The big events that could have helped spread coronavirus
A year ago, the gathering storm of the first wave of coronavirus was about to hit the UK, sparking debates over whether major events should be called off. Lydia Stephens and Ffion Lewis look back at the controversial major sporting occasions and gigs that had the potential to be ‘super-spreader’ events in the pandemic’s early days
THE first case of coronavirus in Wales was confirmed on February 28, 2020.
But it wasn’t until 24 days later – on Monday, March 23 – that the UK entered its first nationwide lockdown.
A week before that, on March 16, Prime Minister Boris Johnson told people to work from home if they could, and to minimise social contact.
There was effectively a twoweek period at the beginning of
March where large events took place in Wales.
These are the big events that could potentially have been super-spreaders during that period:
Liverpool v Madrid
On March 11, Liverpool’s Champions League match with Atletico Madrid went ahead with more than 50,000 fans in attendance – 3,000 of whom were from Madrid, where a partial lockdown was already in force.
While there is no confirmed link between the match and any coronavirus cases, the UK Government’s deputy chief scientific adviser, Angela McLean, said it warranted further investigation.
“It will be very interesting to see in the future, when all the science is done, what relationship there is between the viruses that have circulated in Liverpool and the
viruses that have circulated in Spain,” she said at the UK Government’s daily coronavirus news briefing on April 20 last year.
It has now been revealed that in the three months leading up to the UK’s coronavirus lockdown, of the 18.1 million people who arrived in the country, just 273 were placed into quarantine.
Chief scientific adviser to the UK Government Sir Patrick Vallance said the UK received a “big influx of cases” from Europe that “seeded right the way across the country”.
Wales v Scotland game
Despite warning signals flashing red across the world, the Wales v Scotland game was still planned to go ahead on March 14 at the Principality Stadium in Cardiff.
Wales’
Health
Minister Vaughan
Gething had said he planned to go. Scotland fans were already on their way to Wales by March 12 for the sellout Six Nations rugby clash.
All other sport in Wales had been called off. Even children’s football was cancelled for the weekend coming. Professional and amateur games at all levels were scrapped.
Yet it was only the following day – Friday, March 13 – with Scotland fans already packed into Cardiff’s bars, that the WRU finally issued a statement to say that the game would not be going ahead.
It left hundreds of Scottish visitors in the city, with nothing else to do but gather and enjoy what the city had to offer in its pubs and clubs instead.
At this point in the pandemic, widespread testing wasn’t available like it is now so it is hard to show how rapidly the virus was spreading on alone.
We do now that in Wales on March 21, 2020, 75 people tested positive for the virus in Wales, a week later that number had doubled and stood at 167 new daily cases.
As far as deaths related to the coronavirus were recorded at this time, on March 21, seven people were reported to have died from the virus in the last 24 hours. By March 28, that daily number was 15.
In Scotland, the situation was very similar, and the first confirmed death of a Scottish patient with Covid-19 was reported on March 13, just 12 days after the first case was identified in the country.
Cheltenham races
cases
Despite rising cases of people confirmed to have tested positive for coronavirus across the UK, between March 10 and March 13 Cheltenham Racecourse held its annual event – playing host to more than 60,000 people each day.
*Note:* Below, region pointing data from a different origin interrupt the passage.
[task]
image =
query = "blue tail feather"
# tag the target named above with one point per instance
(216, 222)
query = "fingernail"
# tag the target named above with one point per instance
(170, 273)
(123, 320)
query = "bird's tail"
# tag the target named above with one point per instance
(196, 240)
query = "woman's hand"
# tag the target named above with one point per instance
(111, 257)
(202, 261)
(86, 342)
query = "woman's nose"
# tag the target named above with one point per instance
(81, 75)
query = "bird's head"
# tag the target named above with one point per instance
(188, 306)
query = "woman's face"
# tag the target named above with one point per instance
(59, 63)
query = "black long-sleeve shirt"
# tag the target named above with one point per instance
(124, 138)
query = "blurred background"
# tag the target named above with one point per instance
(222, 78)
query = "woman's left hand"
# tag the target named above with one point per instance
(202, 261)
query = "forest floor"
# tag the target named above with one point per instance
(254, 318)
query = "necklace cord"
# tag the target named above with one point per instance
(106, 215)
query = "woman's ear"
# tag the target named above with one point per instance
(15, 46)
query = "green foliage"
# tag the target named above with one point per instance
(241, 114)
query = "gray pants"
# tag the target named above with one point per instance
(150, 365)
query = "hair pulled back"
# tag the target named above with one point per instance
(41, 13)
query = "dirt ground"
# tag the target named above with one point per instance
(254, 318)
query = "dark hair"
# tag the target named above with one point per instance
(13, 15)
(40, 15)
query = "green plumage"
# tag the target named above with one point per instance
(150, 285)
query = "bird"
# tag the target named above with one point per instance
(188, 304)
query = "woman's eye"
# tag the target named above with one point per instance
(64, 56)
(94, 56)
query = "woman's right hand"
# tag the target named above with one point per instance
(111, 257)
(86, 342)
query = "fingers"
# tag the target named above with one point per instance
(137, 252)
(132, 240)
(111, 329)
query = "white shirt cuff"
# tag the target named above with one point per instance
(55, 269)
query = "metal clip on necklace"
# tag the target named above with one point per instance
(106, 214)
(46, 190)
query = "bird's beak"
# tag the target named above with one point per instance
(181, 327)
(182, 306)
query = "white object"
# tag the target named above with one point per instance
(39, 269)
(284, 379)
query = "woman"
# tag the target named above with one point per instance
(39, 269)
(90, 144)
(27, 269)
By April 21, mortality figures compiled by the Health Service Journal showed that Gloucestershire hospitals NHS trust, which covers Cheltenham, has recorded 125 deaths, roughly double that in two nearby trusts at Bristol (58 each), and those covering Swindon (67) and Bath (46).
In April last year, a former chief scientific adviser said the Cheltenham festival may have helped to “accelerate the speed” of coronavirus.
Stereophonics gigs
These took place over a two-day period on March 14 and March 15 at the Cardiff Motorpoint arena.
Despite what we know now about mass gatherings leading to an uptake in Covid cases, at the time the gig was following public health advice available, and a spokesperson for the band said calling it off “wasn’t our call”.
Just a day later, on March 16, the first patient in Wales died.
Over a month later, an intensive care consultant described letting the gig go ahead as “downright insane”.
David Hepburn, who works at the Grange Hospital in Newport said: “With retrospect, as disapproving as I was at the time, the decision of Stereophonics to play those gigs in Cardiff at the start of the outbreak seems downright insane now.”
Have any of these events been investigated as a result?
We asked Public Health Wales if any of the events held in Wales had been investigated or if there was any research conducted into their impact.
As of yet, nothing of the kind has taken place.
A Public Health Wales spokesperson said: “There has been no research done into the impact of specific large gatherings of people at events in March 2020, however the evidence is clear that where groups of people are not able to social distance effectively then this provides multiple opportunities for viruses, such as Covid-19, to spread extremely quickly.
“Therefore in order to avoid transmission of the virus, the regulations do not currently allow gatherings of people who do not live in the same household.”